Aktivismus im Netz ist billig – und oft konsequenzlos

Ausführlicher widmet sich Cordsen auch einzelnen (schein-)aktivistischer Praxen in den sozialen Medien. Auch hier fällt sein Befund alles andere als positiv aus. Zusammen mit Peter Sloterdijk konstatiert er in den Tiefen der neuen medialen Kulturräume eine Tendenz zur „Erregbarkeit als erste Bürgerpflicht“. Das Ergebnis sei ein „Armchair Activism“ bzw. „Slacktivism“, der sich per Click auf „Je suis Charlie“ mit den Opfern der Terroranschläge in Paris solidarisieren lässt, ohne selbst die geringsten Konsequenzen fürchten zu müssen.

Wirkungsvoller erscheint ihm da schon ein „Hacktivism“ (Eugen Morozov), der in der Lage sein, auf einen Schlag ganze Rechnernetze lahmzulegen (und wieder bleibt Cordsen eine politische Interpretation schuldig, wenn „hacktivistische“ Initiativen nicht nur von Teilen einer technikaffinen Zivilgesellschaft vorgetragen werden, sondern mittlerweile ein zunehmend mächtiges, zumindest parakriegerisches Instrument im weltweiten Kampf der Herrschenden um Macht und Einfluss darstellen.

Cordsen unternimmt auch einen Ausflug in die internationalen Aktienmärkte, auf denen er – schon auf Grund sinkender Beherrschbarkeit – zunehmend aktivistische Tendenzen ortet (der aktuelle Zusammenbruch der Kryptobörse FTX gibt eine Ahnung von den Wirkungen). Positiver ist da schon sein Besuch bei Tadzio Müller, einem US-amerikanischer Antiglobalisten der ersten Stunde. Müller möchte den Aktivismus von seinem fundamentalistischen Image befreien und ihm einen neuen, lustvollen Spin geben: Er versteht sich nicht als „Superior Activist“, der sich mit seiner Bereitschaft, sein Leben zu ändern über der ignoranten Mehrheit erhaben weiß, sondern begeistert sich an den „Ermächtigungspotentialen“, der das Leben feiern möchte.

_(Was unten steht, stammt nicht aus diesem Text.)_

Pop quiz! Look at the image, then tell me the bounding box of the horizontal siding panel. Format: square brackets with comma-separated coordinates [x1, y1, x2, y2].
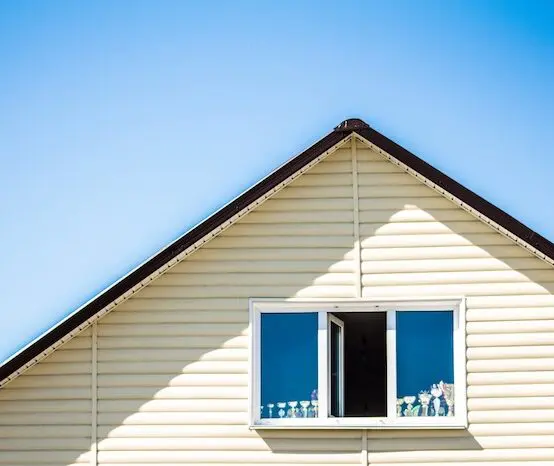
[98, 323, 248, 337]
[96, 450, 360, 463]
[189, 248, 356, 261]
[468, 346, 554, 360]
[32, 348, 92, 363]
[467, 333, 554, 347]
[468, 320, 554, 334]
[54, 336, 92, 350]
[99, 424, 360, 438]
[0, 451, 91, 464]
[360, 209, 472, 223]
[291, 173, 353, 187]
[98, 411, 247, 426]
[98, 386, 247, 400]
[205, 236, 355, 249]
[360, 221, 494, 236]
[362, 270, 549, 286]
[98, 360, 247, 375]
[261, 198, 353, 211]
[118, 298, 247, 311]
[0, 399, 90, 413]
[97, 373, 247, 387]
[157, 272, 354, 287]
[23, 362, 92, 375]
[468, 383, 554, 398]
[357, 160, 404, 173]
[469, 422, 554, 436]
[357, 173, 420, 186]
[469, 295, 554, 308]
[469, 397, 554, 411]
[0, 425, 90, 438]
[367, 448, 554, 463]
[0, 387, 91, 401]
[364, 258, 549, 274]
[274, 186, 353, 198]
[6, 375, 91, 388]
[103, 310, 248, 324]
[363, 282, 552, 297]
[98, 335, 248, 349]
[170, 259, 354, 274]
[302, 160, 352, 174]
[361, 245, 529, 261]
[469, 411, 554, 423]
[96, 437, 360, 452]
[99, 399, 247, 413]
[366, 435, 554, 451]
[468, 371, 554, 385]
[359, 197, 456, 210]
[467, 307, 554, 322]
[139, 285, 355, 299]
[467, 358, 554, 372]
[362, 462, 554, 466]
[0, 412, 91, 425]
[224, 223, 353, 236]
[98, 348, 248, 362]
[358, 185, 442, 198]
[361, 234, 513, 249]
[0, 437, 91, 451]
[239, 211, 354, 223]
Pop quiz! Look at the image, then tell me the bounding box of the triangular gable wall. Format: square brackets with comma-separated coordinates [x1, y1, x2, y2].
[2, 135, 554, 464]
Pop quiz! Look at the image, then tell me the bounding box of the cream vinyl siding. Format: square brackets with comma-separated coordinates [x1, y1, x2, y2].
[2, 136, 554, 465]
[94, 144, 361, 466]
[0, 330, 92, 465]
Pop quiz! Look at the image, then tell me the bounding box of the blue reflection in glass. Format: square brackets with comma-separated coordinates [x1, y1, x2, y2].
[260, 313, 317, 418]
[396, 311, 454, 398]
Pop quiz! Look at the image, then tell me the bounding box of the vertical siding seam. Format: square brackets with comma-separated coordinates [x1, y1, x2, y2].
[352, 136, 362, 298]
[91, 322, 98, 466]
[361, 429, 368, 466]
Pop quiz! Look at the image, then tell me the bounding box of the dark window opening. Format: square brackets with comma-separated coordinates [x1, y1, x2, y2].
[333, 312, 387, 417]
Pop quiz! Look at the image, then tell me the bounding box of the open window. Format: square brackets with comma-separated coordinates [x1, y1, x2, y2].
[250, 299, 466, 428]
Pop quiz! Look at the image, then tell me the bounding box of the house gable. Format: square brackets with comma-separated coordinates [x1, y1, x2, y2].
[1, 123, 554, 464]
[3, 118, 554, 387]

Und doch ist auch er nicht frei von apokalyptischen Vorstellungen, die mit der anhaltenden Verweigerung demokratisch verfasster Gesellschaften, die überfälligen Schritte zugunsten eines nachhaltigen Klimaschutzes zu setzen, das Heraufkommen einer „grünen RAF“ androht.

Nach der Lektüre von „Die Weltverbesserer“ kann ich die aktuellen Formen des Aktivismus politisch nicht wirklich besser einschätzen. Immerhin wurde mir bewusst, dass Aktivismus nicht per se mit bestimmten politischen Inhalten identifiziert werden kann; je nach politischem Spin der handelnden Akteur*innen wird er im linken ebenso wie im rechten Spektrum eingesetzt. Dabei können ganz unterschiedliche, zum Teil ganz entgegengesetzte politische Ziele verfolgt werden (für mich immer wieder faszinierend, wie es den rechten Identitären gelungen ist, fast nahtlos aktivistische Praktiken der linken außerparlamentarischen Opposition der späten 60er Jahre zu übernehmen).

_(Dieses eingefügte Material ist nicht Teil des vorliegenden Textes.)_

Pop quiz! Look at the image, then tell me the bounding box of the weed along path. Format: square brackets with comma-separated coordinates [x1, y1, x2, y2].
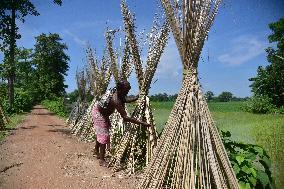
[0, 105, 137, 189]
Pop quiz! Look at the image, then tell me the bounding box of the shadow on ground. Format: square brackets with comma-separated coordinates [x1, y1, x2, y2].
[47, 124, 64, 127]
[1, 128, 17, 131]
[33, 107, 45, 109]
[20, 126, 38, 130]
[47, 128, 71, 135]
[32, 112, 55, 116]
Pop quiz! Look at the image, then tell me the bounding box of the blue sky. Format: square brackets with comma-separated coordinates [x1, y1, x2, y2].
[1, 0, 284, 97]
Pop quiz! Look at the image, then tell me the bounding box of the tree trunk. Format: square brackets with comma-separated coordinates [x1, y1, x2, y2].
[8, 2, 16, 109]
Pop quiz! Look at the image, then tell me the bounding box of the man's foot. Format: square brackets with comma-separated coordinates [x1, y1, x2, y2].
[105, 149, 112, 158]
[94, 154, 100, 159]
[92, 149, 100, 159]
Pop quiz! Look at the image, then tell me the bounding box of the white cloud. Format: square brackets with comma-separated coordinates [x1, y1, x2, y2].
[63, 30, 87, 47]
[218, 35, 266, 65]
[156, 38, 182, 81]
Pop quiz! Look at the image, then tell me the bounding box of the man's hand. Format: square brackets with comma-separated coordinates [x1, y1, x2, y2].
[125, 95, 139, 103]
[142, 122, 152, 127]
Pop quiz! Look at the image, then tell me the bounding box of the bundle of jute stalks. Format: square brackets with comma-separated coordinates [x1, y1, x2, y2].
[137, 0, 239, 188]
[108, 0, 169, 174]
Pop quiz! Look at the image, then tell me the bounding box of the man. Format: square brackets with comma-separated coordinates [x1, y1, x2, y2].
[92, 80, 150, 166]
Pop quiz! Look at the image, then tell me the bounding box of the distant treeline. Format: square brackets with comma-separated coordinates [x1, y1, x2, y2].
[149, 93, 178, 102]
[67, 90, 248, 103]
[131, 91, 248, 102]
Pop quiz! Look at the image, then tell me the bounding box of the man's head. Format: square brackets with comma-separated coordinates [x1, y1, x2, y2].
[117, 80, 131, 95]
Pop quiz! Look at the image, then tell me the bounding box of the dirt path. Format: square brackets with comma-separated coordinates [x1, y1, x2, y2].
[0, 105, 137, 189]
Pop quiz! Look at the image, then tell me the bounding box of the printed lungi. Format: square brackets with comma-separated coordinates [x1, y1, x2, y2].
[92, 105, 111, 144]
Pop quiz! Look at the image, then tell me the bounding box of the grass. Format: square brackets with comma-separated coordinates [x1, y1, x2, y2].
[208, 101, 245, 112]
[212, 110, 284, 188]
[0, 113, 26, 142]
[149, 101, 284, 188]
[151, 101, 174, 133]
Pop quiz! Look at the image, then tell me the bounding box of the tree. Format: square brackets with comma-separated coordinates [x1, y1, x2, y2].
[0, 0, 62, 108]
[250, 18, 284, 107]
[218, 91, 233, 102]
[14, 47, 40, 101]
[14, 48, 33, 88]
[2, 47, 35, 90]
[205, 91, 214, 101]
[1, 47, 37, 113]
[33, 33, 69, 100]
[0, 0, 39, 108]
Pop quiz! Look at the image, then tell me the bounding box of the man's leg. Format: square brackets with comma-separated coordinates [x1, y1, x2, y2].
[94, 140, 100, 159]
[99, 144, 107, 166]
[106, 142, 111, 155]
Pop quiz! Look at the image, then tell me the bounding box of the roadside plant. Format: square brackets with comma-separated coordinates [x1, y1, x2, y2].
[242, 96, 278, 114]
[221, 130, 275, 189]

Vieles spricht dafür, dass Aktivismus ganz generell auf eine Politikmüdigkeit verweist. Als ein Indiz für ein wachsendes Misstrauen gegenüber der Handlungsfähigkeit repräsentativer Demokratie weist er über spezifische inhaltliche Anliegen hinaus. Bereits Karl Popper hat in seiner Studie „Die offene Gesellschaft und ihre Feinde“ darauf hingewiesen, dass „ein Element blanker Verzweiflung unverkennbar in dem „grimmigen“ Aktivismus (steckt), der denen bleibt, die die Zukunft voraussehen und die sich als Werkzeuge ihrer Ankunft fühlen“. Und versuchen die einen mit aktivistischen Mitteln (neo-)autoritären Lösungen durchzusetzen, wonach ein starker Führer erklären soll, wie es weiter geht, während die anderen die direkte Aktion dafür nutzen, um einen Weg an den komplizierten und langwierigen politischen Aushandlungsprozessen vorbei zu finden.

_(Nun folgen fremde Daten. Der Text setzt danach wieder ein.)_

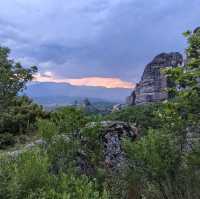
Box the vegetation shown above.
[106,103,163,134]
[120,28,200,198]
[0,150,108,199]
[0,46,45,148]
[0,29,200,199]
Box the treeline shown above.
[0,29,200,198]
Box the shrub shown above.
[0,150,51,199]
[106,104,163,134]
[1,96,45,134]
[0,133,16,149]
[51,107,88,135]
[37,119,58,142]
[0,149,109,199]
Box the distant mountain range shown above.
[24,82,132,107]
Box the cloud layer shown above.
[34,72,135,89]
[0,0,200,86]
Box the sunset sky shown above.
[0,0,200,88]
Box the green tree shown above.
[0,46,43,148]
[0,46,37,110]
[166,28,200,122]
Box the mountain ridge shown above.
[25,81,132,106]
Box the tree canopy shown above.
[0,46,37,110]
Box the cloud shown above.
[34,72,135,89]
[0,0,200,83]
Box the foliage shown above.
[51,107,88,135]
[124,130,180,198]
[0,150,109,199]
[38,108,105,178]
[37,119,58,142]
[0,133,16,149]
[106,103,163,134]
[0,46,45,148]
[121,28,200,199]
[0,46,37,110]
[0,96,44,135]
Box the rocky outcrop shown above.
[81,98,99,113]
[127,52,183,105]
[101,121,137,169]
[126,91,136,105]
[78,121,138,173]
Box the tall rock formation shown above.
[81,98,99,113]
[127,52,183,105]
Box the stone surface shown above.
[126,90,136,105]
[112,104,127,112]
[127,52,183,105]
[101,121,138,169]
[83,121,138,171]
[7,139,46,158]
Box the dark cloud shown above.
[0,0,200,82]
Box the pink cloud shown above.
[34,73,135,89]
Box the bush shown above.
[0,149,109,199]
[0,133,16,149]
[123,128,200,199]
[0,96,46,149]
[0,96,45,135]
[0,150,51,199]
[51,107,88,135]
[37,119,58,142]
[106,103,163,134]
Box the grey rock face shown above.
[128,52,183,105]
[126,91,136,105]
[101,121,138,169]
[84,121,137,171]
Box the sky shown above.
[0,0,200,88]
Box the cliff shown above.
[127,52,183,105]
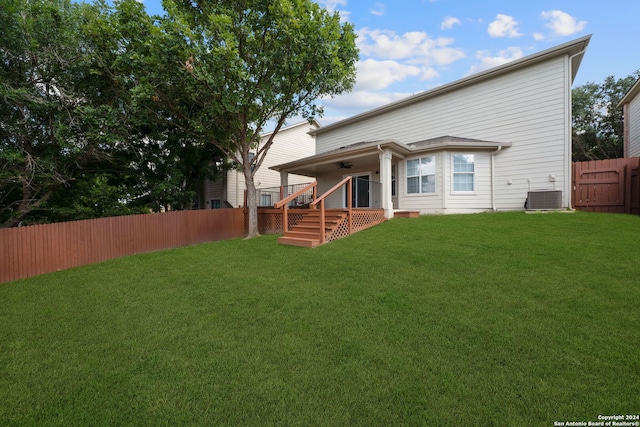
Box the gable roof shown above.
[312,35,591,136]
[618,77,640,107]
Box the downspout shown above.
[491,146,503,212]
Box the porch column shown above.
[379,149,394,219]
[280,171,289,197]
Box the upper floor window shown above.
[453,154,475,192]
[407,156,435,194]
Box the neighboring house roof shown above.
[311,35,591,136]
[271,136,511,176]
[262,119,320,138]
[618,77,640,107]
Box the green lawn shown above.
[1,211,639,426]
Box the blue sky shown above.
[139,0,640,125]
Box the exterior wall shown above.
[200,177,227,208]
[318,167,381,209]
[628,94,640,157]
[203,122,317,208]
[315,56,572,213]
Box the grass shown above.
[1,211,639,426]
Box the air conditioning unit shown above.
[527,190,562,210]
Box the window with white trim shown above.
[407,156,435,194]
[453,154,475,192]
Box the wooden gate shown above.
[572,157,640,214]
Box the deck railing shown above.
[247,182,316,208]
[273,182,318,233]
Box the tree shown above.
[0,0,160,227]
[0,0,90,226]
[572,71,640,161]
[154,0,359,237]
[0,0,226,226]
[80,0,229,214]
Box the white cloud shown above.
[315,0,350,21]
[541,10,587,36]
[321,90,413,117]
[316,0,347,13]
[354,59,422,91]
[464,47,524,77]
[533,33,545,41]
[440,16,461,30]
[357,28,465,65]
[488,14,522,38]
[370,3,385,17]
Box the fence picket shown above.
[0,209,245,284]
[572,157,640,214]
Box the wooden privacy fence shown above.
[0,209,245,284]
[572,157,640,214]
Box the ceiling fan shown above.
[338,161,353,169]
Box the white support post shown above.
[280,171,289,196]
[379,149,394,219]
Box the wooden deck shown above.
[275,208,386,247]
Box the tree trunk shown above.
[244,167,260,238]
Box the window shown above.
[211,199,221,209]
[453,154,475,192]
[260,193,272,207]
[391,164,396,197]
[407,157,435,194]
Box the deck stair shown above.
[273,178,386,247]
[277,210,347,248]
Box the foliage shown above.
[1,212,639,424]
[0,0,226,227]
[0,0,101,226]
[156,0,359,236]
[572,71,640,161]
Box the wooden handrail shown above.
[309,176,352,207]
[274,182,317,209]
[310,176,352,244]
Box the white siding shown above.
[399,152,444,213]
[395,151,493,213]
[629,95,640,158]
[316,56,571,212]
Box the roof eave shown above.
[618,77,640,107]
[410,141,512,152]
[311,35,591,136]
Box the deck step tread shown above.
[277,236,321,248]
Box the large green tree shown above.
[155,0,359,237]
[81,0,227,214]
[0,0,155,227]
[0,0,97,226]
[0,0,225,227]
[572,72,640,161]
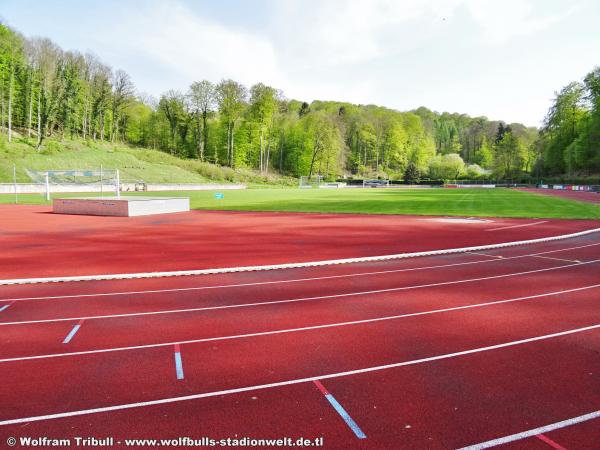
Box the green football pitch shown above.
[1,188,598,219]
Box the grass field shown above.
[1,188,598,219]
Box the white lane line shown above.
[62,320,84,344]
[313,380,366,439]
[2,259,599,327]
[1,323,599,426]
[533,255,581,264]
[457,409,600,449]
[3,242,600,304]
[1,283,598,363]
[486,221,548,231]
[2,227,598,285]
[467,252,503,259]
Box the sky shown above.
[1,0,598,127]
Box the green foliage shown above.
[465,164,488,179]
[428,154,465,180]
[493,131,524,178]
[537,69,600,176]
[2,21,596,181]
[403,161,421,183]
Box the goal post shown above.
[299,175,323,189]
[26,168,120,200]
[362,179,390,188]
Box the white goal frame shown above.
[27,168,120,200]
[362,179,390,188]
[299,175,323,189]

Viele junge Menschen fühlen sich heute zurecht verzweifelt, nicht nur im Hinblick auf die zu erwartende Klimaerwärmung. Die junge Aktivistin Carla Roven hat dieses defizitäre Lebensgefühl bei Markus Lanz ebenso eindrücklich wie exemplarisch deutlich gemacht. Sie fühlen sich schlecht regiert von einem politischen Establishment, die ihre Interessen auf eine lebenswerte Zukunft strukturell negiert. Erwachsene Zyniker wie Peter Sloterdijk beschränken sich in ihren Reaktionen auf das aktuelle aktivistische Aufbegehren mit Aussagen, wonach junge Aktivist*innen halt weiterhin im großen Drama leben wollen und sich hierfür die notwendige Inszenierung schaffen.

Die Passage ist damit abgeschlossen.